Tuesday, October 02, 2007

musings on a dark, rainy fall morning

Back to the task. Kimmie returns to work today. The mornings are dark a long time now after 5:30, when our alarm goes off. I hear the distant jingling of our front-door chimes buffeted in the predawn autumn wind.

My project, my story, is morphing out from under me. As I learn more, throw open more doors to the vaults of the deep past, my world enlarges and changes the journey of my heroes. Not fundamentally--I'm in far too deep to make a radical story-change now. But it's more like discovering things that were already here: connections, meanings, possibilities. I feel I have the opportunity to replace certain arbitrary elements, which I'm never very happy about, with elements that reflect the growing meaning of my story. In this way a controlling idea very gradually emerges, like a shipwreck being floated gingerly from the bottom of the ocean.

My reading about the cults of the Roman Empire--the exotic religions brought into it by its foreign traders and captives--is throwing tremendous new light on the way I see that world. I sometimes wonder (and worry) about the fact that I'm coming across this information so late in my journey, but in general I trust the timing of the arrival of information. This trust seems to be borne out time and again by the coincidental arrival of complementary information from different sources. I read about the Egyptian religion of Isis, which became widespread in the Roman world, in a book devoted to her cult, only to open a chapter of Toynbee's A Study of History to find him discussing Isis and Osiris (he conjectures that this brother-sister, husband-wife, mother-son duo represents a transformation of the more ancient cult of Ishtar and Tammuz in Sumer). These simultaneous linkages between widely different sources happen a lot for me, and tend to confirm the path I'm on, and the way I'm traveling it. It's like just-in-time delivery of manufacturing parts, except the parts here are ideas or pieces of knowledge.

If my "building blocks" are arriving just in time, that must mean I'm assembling things at the right pace--painfully slow though that seems to me. (I find it embarrassing to be asked about the progress of my work, since its progress is almost imperceptible, even to me. Pluto seems to orbit the Sun faster.)

Even in Chalmers Johnson's latest book, Nemesis, about the disintegration of the American republic, I have a very good short summary of the rise and fall of the Roman Republic, which also dovetails with my other research, even though I'm reading it to learn more about current events and not for my project. The parallels between Rome and the U.S. are striking, and give me a feeling of relevance in what I'm doing.
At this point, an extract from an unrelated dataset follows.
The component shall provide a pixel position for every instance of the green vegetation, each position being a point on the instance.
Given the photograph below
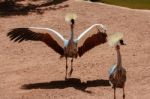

Supposedly Harry Truman said that the only news is the history you don't know. I'm sure that's true. History is made generally by the ignorant and purblind, those who believe they're acting in an original way but who are in fact merely duplicating the actions of others taken long before, most often with disastrous results. It's a truism to say that history repeats itself, and it never actually does, quite. But the hallmark of intelligence is the ability to see a pattern where the less intelligent see only chaos.

Mind you, that's also the hallmark of paranoia.

One of Ian Fleming's James Bond novels, I think it was Live and Let Die, had as an epigraph this little saying:

Once is happenstance. Twice is coincidence. Three times is enemy action.

According to Toynbee, since the beginning of civilization societies have evolved according to one overarching pattern: growth; stagnation into a "time of troubles"; the rise of a pacifying "universal state"; and a final rupture and disintegration due to the combined agitation of a disenfranchised "internal proletariat" and a hostile and opportunistic "external proletariat" of barbarians beyond the civilization's frontier. Although I have not yet finished reading his Study of History, Toynbee so far reckons that our own civilization (which he calls Western Christendom) entered its "time of troubles" in the 16th century with the bitter and fratricidal European Wars of Religion. Since the 20th century was even more disastrous and bloodthirsty, it seems safe to say we're not out of the time of troubles yet. Indeed, they have to get so bad, in Toynbee's view, that people are generally relieved to acquiesce in living under the aegis of a universal state, like Rome under the Empire.

We don't seem to be there yet, which means that things are set to get continually worse. The U.S. administrations since World War 2 have set their sights on becoming the next universal state. But their chances of success are, in my opinion, poor. I expect this century to be worse than the 20th century in terms of human suffering, and that much of it will be linked to catastrophic environmental change. If Toynbee's historical cycle is still functioning after we go through that wringer, it's anyone's guess who might be strong and coherent enough to provide a peaceful universal state for the survivors to recuperate in.

Whew, this morning's even darker than I thought.